The hands-down best thing you can do, whether you're a small team or a large team, is go out there and talk to your developers. You hire your engineers, and most of us pay them handsomely because they're good at what they do. They know their code, they know the application, and they know their engineering systems.
The best thing we ever did at both Microsoft and Google is engineering surveys. Just two questions: How satisfied are you with your engineering systems, and why? Then you look at the people who are dissatisfied, group the verbatims, look for groupings of words. If it looks like the word flaky tests shows up frequently when someone is dissatisfied, then go talk to maybe five to twelve of them, get a bit more color, and drive improvement on that particular pain point over the next three months.
Context really becomes the most important thing that you can invest in, and what I typically look for is this intersection of a few different planes.
First, there is the context of you as a human.
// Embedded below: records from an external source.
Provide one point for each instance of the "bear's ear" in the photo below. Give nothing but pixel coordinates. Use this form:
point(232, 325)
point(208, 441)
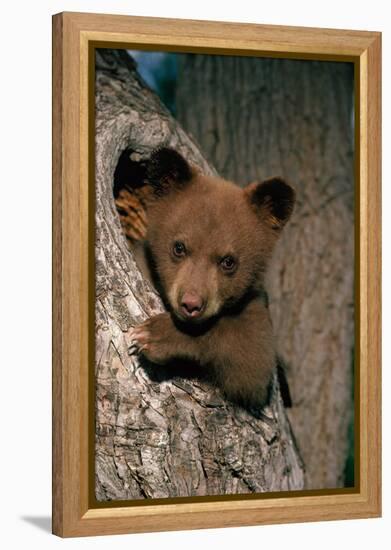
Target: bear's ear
point(167, 169)
point(273, 199)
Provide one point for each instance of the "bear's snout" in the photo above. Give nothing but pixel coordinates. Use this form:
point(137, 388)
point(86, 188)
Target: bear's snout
point(191, 304)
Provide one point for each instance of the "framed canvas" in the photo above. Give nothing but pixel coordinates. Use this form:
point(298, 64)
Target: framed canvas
point(216, 348)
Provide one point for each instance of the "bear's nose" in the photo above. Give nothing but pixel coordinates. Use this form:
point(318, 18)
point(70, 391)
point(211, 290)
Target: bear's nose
point(191, 304)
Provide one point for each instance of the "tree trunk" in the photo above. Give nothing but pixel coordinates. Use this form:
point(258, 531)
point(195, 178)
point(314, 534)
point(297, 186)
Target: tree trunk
point(159, 435)
point(256, 118)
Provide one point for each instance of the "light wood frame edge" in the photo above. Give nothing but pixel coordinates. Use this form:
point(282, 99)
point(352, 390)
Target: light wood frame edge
point(71, 35)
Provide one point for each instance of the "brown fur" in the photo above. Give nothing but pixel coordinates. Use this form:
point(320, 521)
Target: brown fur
point(213, 219)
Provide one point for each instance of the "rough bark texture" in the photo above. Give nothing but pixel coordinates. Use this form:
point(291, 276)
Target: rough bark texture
point(256, 118)
point(159, 436)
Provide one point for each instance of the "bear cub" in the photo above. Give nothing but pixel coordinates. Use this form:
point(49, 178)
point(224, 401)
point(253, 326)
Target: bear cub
point(209, 243)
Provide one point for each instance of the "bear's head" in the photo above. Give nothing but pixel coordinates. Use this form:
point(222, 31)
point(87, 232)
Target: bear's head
point(209, 240)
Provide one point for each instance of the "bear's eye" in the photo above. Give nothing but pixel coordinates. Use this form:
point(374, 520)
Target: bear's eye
point(228, 263)
point(179, 249)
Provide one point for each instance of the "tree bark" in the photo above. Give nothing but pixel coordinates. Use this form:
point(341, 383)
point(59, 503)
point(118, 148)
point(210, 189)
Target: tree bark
point(256, 118)
point(159, 435)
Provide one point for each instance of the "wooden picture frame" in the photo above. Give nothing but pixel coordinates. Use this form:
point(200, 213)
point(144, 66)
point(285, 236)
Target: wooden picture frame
point(74, 37)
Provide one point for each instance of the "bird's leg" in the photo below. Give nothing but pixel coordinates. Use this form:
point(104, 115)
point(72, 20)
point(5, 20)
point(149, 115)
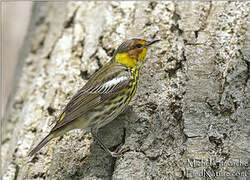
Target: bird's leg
point(94, 132)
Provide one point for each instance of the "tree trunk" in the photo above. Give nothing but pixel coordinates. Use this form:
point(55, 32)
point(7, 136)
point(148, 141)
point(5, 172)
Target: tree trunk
point(189, 119)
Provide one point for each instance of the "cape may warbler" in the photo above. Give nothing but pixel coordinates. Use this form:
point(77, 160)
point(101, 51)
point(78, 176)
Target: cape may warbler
point(105, 95)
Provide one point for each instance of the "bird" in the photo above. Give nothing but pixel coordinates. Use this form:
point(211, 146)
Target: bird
point(105, 95)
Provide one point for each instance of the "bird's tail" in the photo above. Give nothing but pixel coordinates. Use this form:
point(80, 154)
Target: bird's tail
point(41, 144)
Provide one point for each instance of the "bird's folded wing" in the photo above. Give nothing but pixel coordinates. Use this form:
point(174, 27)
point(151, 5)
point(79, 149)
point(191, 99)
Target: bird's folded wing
point(105, 83)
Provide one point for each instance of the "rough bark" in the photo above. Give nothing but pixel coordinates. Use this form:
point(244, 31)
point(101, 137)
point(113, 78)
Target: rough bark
point(193, 103)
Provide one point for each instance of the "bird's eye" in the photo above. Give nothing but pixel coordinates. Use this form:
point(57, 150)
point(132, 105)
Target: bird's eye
point(138, 45)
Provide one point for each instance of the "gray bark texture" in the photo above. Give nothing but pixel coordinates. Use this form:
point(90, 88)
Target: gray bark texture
point(189, 118)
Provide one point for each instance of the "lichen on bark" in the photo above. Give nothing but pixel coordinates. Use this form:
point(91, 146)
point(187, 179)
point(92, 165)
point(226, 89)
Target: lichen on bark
point(193, 102)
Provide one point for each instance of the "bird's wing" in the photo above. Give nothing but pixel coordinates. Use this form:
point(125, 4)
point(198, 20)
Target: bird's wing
point(103, 84)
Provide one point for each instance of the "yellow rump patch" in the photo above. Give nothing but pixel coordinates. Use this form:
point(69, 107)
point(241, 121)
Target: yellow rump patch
point(62, 117)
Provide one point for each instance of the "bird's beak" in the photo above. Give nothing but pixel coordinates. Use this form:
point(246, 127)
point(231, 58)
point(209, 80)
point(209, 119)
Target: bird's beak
point(151, 42)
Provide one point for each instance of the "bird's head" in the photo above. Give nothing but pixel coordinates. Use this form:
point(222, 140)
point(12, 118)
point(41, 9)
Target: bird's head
point(132, 52)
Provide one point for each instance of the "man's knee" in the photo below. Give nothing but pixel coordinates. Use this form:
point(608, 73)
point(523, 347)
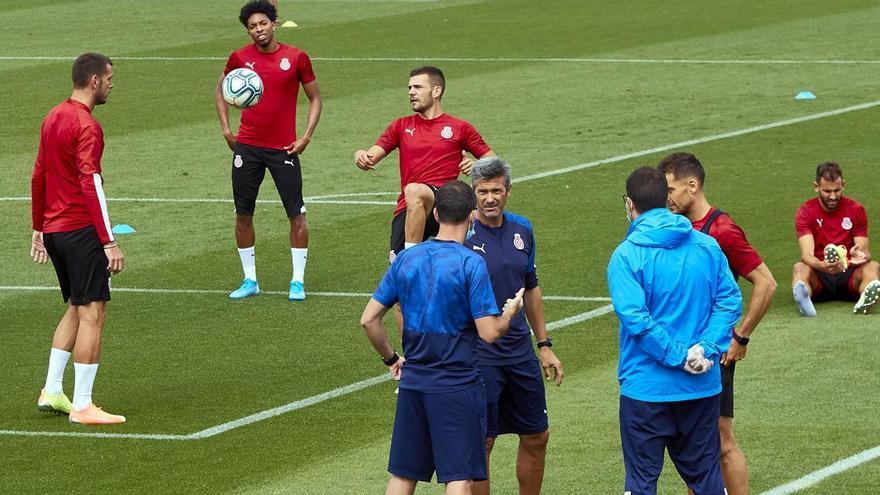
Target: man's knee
point(93, 313)
point(299, 222)
point(536, 442)
point(728, 439)
point(490, 444)
point(244, 221)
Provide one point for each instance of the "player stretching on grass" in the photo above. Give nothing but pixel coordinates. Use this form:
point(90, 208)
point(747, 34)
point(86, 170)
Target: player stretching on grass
point(72, 228)
point(267, 139)
point(514, 388)
point(433, 151)
point(446, 296)
point(833, 236)
point(685, 176)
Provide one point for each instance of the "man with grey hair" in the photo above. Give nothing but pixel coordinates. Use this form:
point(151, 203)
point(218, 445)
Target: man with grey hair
point(514, 389)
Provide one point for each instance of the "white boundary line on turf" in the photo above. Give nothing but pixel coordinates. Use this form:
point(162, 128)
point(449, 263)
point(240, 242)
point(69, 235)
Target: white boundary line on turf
point(570, 60)
point(549, 173)
point(276, 411)
point(821, 474)
point(706, 139)
point(319, 200)
point(140, 290)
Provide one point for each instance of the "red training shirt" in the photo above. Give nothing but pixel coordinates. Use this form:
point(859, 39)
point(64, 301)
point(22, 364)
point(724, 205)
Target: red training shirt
point(840, 226)
point(741, 256)
point(271, 123)
point(430, 150)
point(66, 186)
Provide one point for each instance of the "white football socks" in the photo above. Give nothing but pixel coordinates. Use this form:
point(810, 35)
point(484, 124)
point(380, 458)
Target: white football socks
point(299, 255)
point(248, 262)
point(84, 379)
point(57, 362)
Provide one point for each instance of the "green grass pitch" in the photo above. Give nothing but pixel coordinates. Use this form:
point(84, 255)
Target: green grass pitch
point(526, 75)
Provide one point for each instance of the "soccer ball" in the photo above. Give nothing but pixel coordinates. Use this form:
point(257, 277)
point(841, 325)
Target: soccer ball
point(242, 88)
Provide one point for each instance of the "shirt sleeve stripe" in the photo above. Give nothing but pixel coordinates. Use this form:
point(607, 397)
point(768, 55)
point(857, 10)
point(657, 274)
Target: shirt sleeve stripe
point(105, 216)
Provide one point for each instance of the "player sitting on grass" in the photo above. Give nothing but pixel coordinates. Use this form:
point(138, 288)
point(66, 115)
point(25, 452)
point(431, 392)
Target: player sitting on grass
point(829, 227)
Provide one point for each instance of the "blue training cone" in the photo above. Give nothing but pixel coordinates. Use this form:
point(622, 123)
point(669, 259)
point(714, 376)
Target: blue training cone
point(123, 228)
point(805, 95)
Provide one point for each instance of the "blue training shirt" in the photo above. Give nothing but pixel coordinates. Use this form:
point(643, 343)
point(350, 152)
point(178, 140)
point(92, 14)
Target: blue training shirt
point(509, 251)
point(442, 288)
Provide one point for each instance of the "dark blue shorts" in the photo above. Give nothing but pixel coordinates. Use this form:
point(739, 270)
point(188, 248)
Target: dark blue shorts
point(687, 429)
point(515, 399)
point(440, 432)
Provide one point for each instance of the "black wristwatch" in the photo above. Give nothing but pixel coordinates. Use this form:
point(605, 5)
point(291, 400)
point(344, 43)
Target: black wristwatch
point(393, 359)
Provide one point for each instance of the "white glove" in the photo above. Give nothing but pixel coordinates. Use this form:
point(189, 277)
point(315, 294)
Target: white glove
point(699, 367)
point(696, 362)
point(695, 353)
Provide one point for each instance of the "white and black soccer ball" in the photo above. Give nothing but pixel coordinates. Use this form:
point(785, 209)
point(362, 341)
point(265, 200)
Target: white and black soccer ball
point(242, 88)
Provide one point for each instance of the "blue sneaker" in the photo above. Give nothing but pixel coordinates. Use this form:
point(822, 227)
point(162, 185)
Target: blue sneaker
point(802, 298)
point(297, 292)
point(248, 288)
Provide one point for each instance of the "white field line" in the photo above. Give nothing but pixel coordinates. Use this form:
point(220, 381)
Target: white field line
point(321, 200)
point(141, 290)
point(566, 60)
point(560, 171)
point(270, 413)
point(826, 472)
point(706, 139)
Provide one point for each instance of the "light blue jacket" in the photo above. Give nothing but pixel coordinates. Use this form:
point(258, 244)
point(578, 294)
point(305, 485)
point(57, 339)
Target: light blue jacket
point(671, 288)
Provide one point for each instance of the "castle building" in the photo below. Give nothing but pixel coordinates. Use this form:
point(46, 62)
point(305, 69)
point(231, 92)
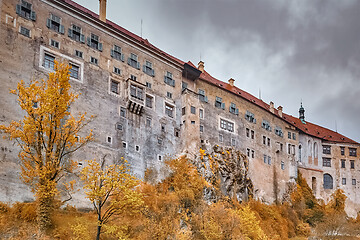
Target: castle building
point(151, 106)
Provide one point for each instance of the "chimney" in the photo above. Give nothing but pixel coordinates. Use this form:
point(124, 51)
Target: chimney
point(280, 111)
point(272, 107)
point(102, 12)
point(201, 66)
point(231, 82)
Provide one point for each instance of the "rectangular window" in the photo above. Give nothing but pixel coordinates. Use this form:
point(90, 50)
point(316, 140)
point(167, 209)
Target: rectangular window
point(148, 121)
point(352, 152)
point(24, 10)
point(148, 69)
point(78, 53)
point(93, 42)
point(219, 103)
point(233, 109)
point(119, 126)
point(94, 60)
point(183, 111)
point(54, 43)
point(343, 181)
point(133, 61)
point(278, 131)
point(114, 86)
point(249, 116)
point(169, 110)
point(74, 71)
point(343, 163)
point(183, 86)
point(149, 101)
point(24, 31)
point(326, 162)
point(122, 112)
point(226, 125)
point(266, 125)
point(136, 92)
point(326, 149)
point(117, 71)
point(169, 80)
point(201, 113)
point(132, 77)
point(202, 96)
point(342, 150)
point(49, 61)
point(75, 33)
point(116, 53)
point(54, 23)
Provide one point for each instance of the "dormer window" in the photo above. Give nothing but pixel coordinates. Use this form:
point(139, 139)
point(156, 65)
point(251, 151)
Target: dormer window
point(278, 131)
point(136, 92)
point(266, 125)
point(219, 103)
point(133, 61)
point(233, 109)
point(75, 33)
point(116, 53)
point(24, 10)
point(168, 79)
point(250, 117)
point(147, 68)
point(93, 42)
point(202, 96)
point(54, 23)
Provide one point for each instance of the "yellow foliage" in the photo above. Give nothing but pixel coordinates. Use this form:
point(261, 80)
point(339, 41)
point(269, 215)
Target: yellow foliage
point(46, 135)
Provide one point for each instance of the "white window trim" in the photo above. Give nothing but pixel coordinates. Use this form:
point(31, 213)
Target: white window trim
point(29, 32)
point(174, 110)
point(110, 92)
point(153, 96)
point(231, 121)
point(50, 39)
point(44, 50)
point(203, 117)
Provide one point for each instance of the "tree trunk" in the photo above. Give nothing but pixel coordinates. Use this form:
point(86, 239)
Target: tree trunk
point(98, 233)
point(45, 206)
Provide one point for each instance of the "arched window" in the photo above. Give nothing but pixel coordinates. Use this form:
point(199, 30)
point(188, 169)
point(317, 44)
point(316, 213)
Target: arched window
point(309, 149)
point(315, 150)
point(328, 181)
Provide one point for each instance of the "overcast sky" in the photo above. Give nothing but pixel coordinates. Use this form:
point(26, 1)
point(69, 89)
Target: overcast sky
point(290, 50)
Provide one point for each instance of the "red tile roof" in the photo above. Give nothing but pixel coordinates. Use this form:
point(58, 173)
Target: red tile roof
point(308, 128)
point(122, 30)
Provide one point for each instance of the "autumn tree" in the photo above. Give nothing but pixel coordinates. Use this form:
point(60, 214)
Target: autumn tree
point(47, 135)
point(111, 189)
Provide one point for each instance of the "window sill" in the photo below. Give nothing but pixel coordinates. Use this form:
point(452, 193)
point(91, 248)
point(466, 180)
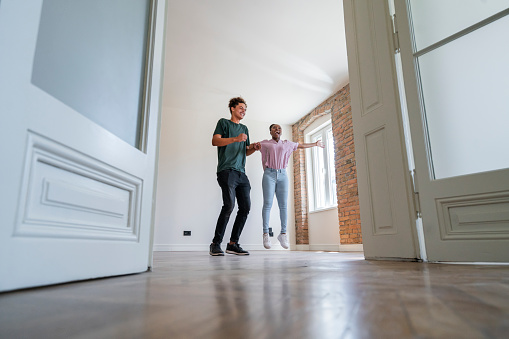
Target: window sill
point(335, 207)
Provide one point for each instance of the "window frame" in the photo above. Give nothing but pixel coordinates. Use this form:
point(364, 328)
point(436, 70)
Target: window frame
point(328, 191)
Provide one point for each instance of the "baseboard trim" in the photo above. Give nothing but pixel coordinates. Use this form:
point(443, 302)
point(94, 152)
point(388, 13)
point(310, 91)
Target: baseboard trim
point(351, 248)
point(259, 247)
point(205, 247)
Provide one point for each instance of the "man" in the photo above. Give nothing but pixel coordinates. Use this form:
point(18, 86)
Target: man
point(232, 141)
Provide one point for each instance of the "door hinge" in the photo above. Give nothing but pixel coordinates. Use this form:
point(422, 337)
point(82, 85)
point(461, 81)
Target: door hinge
point(395, 35)
point(415, 191)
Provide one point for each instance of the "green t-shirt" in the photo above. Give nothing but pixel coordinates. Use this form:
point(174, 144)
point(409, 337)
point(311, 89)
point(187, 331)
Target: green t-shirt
point(232, 156)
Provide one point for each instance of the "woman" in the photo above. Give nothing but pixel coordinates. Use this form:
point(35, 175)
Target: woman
point(275, 155)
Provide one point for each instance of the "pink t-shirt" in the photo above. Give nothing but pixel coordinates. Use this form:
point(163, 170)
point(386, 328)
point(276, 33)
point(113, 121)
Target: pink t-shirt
point(275, 154)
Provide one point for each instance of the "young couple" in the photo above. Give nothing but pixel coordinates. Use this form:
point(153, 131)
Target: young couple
point(233, 145)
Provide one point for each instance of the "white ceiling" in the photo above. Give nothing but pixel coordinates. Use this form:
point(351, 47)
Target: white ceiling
point(284, 57)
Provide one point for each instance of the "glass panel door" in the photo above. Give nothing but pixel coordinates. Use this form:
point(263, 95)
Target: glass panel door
point(465, 84)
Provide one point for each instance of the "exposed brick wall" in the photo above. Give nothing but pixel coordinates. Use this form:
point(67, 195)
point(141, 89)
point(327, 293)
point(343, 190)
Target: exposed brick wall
point(346, 174)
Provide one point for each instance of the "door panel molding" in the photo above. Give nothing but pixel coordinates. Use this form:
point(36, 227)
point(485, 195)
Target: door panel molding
point(384, 183)
point(480, 216)
point(379, 185)
point(68, 194)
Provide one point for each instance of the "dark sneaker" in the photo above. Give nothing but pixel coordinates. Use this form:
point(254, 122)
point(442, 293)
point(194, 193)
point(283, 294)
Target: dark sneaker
point(236, 249)
point(215, 249)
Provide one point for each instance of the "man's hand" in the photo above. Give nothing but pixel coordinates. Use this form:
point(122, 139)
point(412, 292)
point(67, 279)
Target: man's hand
point(241, 137)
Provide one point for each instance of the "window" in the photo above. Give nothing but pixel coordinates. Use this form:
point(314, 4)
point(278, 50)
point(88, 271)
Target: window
point(323, 193)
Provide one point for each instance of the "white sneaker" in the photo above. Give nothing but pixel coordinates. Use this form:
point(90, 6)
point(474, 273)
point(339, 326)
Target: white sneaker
point(283, 239)
point(266, 240)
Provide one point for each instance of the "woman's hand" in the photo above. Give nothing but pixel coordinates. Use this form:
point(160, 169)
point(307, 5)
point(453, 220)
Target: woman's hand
point(319, 143)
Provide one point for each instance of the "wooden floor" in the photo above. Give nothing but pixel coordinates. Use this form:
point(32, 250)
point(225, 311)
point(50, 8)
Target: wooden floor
point(269, 294)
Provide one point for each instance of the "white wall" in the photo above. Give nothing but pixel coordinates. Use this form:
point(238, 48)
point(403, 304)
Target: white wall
point(188, 196)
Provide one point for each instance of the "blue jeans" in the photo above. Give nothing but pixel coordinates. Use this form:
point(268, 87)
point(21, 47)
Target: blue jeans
point(274, 181)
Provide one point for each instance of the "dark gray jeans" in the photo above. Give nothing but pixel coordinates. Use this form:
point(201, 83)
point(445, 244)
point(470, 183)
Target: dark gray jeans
point(234, 184)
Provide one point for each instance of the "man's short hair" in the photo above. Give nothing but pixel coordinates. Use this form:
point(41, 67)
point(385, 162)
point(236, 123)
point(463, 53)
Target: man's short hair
point(234, 102)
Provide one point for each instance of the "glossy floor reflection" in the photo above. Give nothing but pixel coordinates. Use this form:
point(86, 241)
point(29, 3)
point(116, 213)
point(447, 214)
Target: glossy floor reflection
point(270, 294)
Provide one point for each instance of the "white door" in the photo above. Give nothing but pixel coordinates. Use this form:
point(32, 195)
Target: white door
point(456, 78)
point(385, 191)
point(78, 148)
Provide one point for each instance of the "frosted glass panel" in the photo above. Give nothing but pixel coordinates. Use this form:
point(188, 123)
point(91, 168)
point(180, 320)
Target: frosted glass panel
point(465, 88)
point(434, 20)
point(90, 55)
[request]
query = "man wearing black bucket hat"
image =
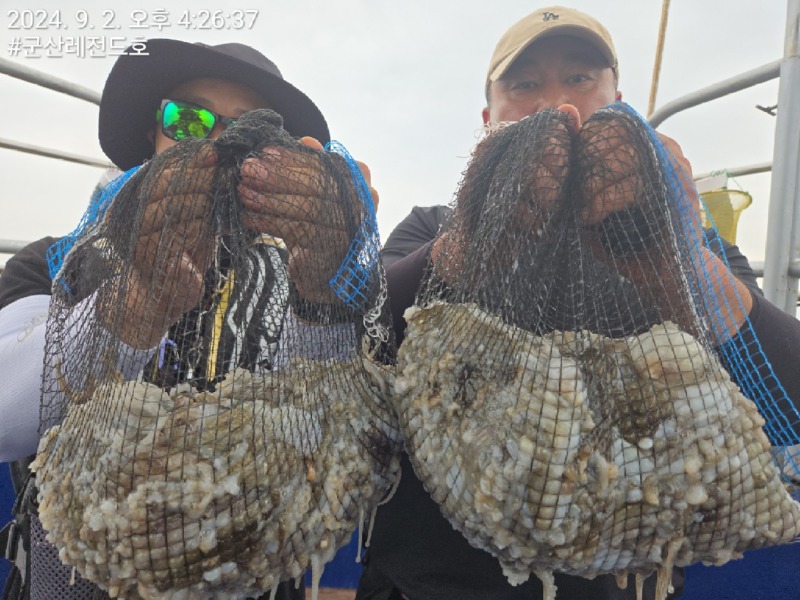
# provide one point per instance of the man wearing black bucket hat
(149, 103)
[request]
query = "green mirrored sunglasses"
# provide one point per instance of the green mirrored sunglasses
(180, 120)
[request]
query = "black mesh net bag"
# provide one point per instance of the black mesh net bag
(561, 388)
(217, 453)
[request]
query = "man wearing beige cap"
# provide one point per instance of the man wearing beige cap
(555, 58)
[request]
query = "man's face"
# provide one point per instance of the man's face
(221, 97)
(551, 72)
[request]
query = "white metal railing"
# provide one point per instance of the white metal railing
(782, 256)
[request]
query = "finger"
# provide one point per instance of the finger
(367, 174)
(272, 218)
(312, 143)
(283, 172)
(174, 212)
(574, 117)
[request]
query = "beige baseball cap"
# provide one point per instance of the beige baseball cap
(545, 22)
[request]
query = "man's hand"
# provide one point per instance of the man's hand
(171, 255)
(290, 194)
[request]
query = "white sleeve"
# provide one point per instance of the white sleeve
(22, 346)
(22, 327)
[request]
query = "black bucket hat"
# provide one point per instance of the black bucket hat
(137, 83)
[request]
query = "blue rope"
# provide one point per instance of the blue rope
(352, 279)
(742, 355)
(98, 205)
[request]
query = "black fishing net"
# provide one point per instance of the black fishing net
(214, 420)
(561, 388)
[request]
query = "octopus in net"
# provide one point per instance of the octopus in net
(185, 494)
(584, 454)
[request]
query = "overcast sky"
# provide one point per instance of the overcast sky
(401, 85)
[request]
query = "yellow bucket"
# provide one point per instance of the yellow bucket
(724, 206)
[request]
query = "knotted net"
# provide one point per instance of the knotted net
(213, 418)
(561, 387)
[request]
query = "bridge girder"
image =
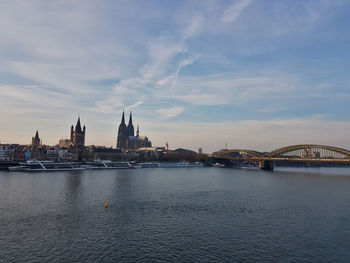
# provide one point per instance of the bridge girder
(279, 152)
(250, 152)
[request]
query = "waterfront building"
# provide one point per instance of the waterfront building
(127, 140)
(36, 141)
(77, 136)
(64, 143)
(7, 154)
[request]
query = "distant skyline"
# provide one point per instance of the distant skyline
(255, 74)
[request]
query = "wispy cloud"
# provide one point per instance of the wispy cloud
(170, 112)
(234, 11)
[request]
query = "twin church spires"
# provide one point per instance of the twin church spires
(126, 136)
(124, 132)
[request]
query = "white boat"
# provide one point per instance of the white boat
(149, 165)
(180, 165)
(45, 166)
(109, 165)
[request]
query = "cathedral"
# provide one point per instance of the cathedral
(36, 141)
(126, 136)
(77, 136)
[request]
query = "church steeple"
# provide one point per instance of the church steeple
(78, 126)
(130, 126)
(123, 119)
(138, 131)
(130, 119)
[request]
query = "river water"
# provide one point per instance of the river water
(176, 215)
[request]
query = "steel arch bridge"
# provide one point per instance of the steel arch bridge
(227, 152)
(281, 151)
(278, 153)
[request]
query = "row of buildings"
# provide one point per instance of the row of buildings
(129, 144)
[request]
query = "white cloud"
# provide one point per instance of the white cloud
(235, 10)
(170, 112)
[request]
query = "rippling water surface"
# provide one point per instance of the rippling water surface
(176, 215)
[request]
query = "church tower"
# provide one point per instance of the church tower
(36, 140)
(122, 134)
(77, 136)
(130, 126)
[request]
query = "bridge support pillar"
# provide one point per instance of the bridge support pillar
(266, 165)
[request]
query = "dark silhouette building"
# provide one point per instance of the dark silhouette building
(127, 140)
(36, 142)
(77, 136)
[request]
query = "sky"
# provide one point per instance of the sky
(249, 74)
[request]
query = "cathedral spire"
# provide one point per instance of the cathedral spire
(130, 126)
(138, 131)
(123, 118)
(130, 119)
(78, 126)
(37, 135)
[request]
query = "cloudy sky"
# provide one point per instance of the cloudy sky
(256, 74)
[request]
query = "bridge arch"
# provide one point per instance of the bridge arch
(227, 152)
(279, 152)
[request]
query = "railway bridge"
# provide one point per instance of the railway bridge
(302, 153)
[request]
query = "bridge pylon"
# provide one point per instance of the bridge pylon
(266, 165)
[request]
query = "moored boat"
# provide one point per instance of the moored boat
(45, 166)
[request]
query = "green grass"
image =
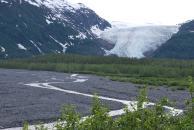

What's my personalized way that I like to work? We all have different color themes in our code editors, different keyboard shortcuts we've become married to, different ways of working that suit our personal style.
Then we have the application we're working in. This often gets expressed in an agents.md or something similar, put into the repository.
Then you have your team context. Not just how this application works, but how it connects with the rest of your team's processes and workflows. Then, way up at the top level, the platform, the compliance, policy, governance, and security practices that everyone has to abide by regardless of team. And then, for each individual task you're performing, the task prompt.
Getting engineers to think about things in all of those different layers and how they marry those different levels of context together is probably the biggest shift in the way developer workflows are starting to move.
That requires a radical change in the way developers work. You can't wander up to your keyboard and just start typing code anymore. You really have to think about how you're mirroring context from all of these places together.
If you go far enough out, code reviews will eventually become less relevant. We don't all look at the compiled code after the compiler is done these days. There was a time when you actually did have to inspect the compiled code, 50 years ago.
My team already uses agents to automate a lot of the work of code reviews. That doesn't mean we've eliminated code reviews; it just means we use agents to do the first and second pass to reduce the time necessary for human senior engineer-level inspection of the code. There's always a lot of low-hanging fruit that an agent can take care of. Plus, agents are great at deduping and triaging PRs and getting them to the right people.
Ultimately, the path to minimizing the necessity of code review is having good test-driven development and high specificity in the natural language instructions that can then use automation to validate that the code performs as it should and has the right outcomes. The goal of engineering has always been to automate as much as possible so that we have higher confidence that the code is performing as it should.
As we automate more and more of the code generation and authoring, the intent of the agents at each step is going to become way more important. Measuring the intent and the traceability of intent behind each step will become equally important. You'll want to perform that traceability in a code review, to better understand the decisions that an agent made in order to measure whether it made good choices about the tests it was writing as well as the code it was writing. That will still require human oversight to perform judgment on the code and the decisions that were made.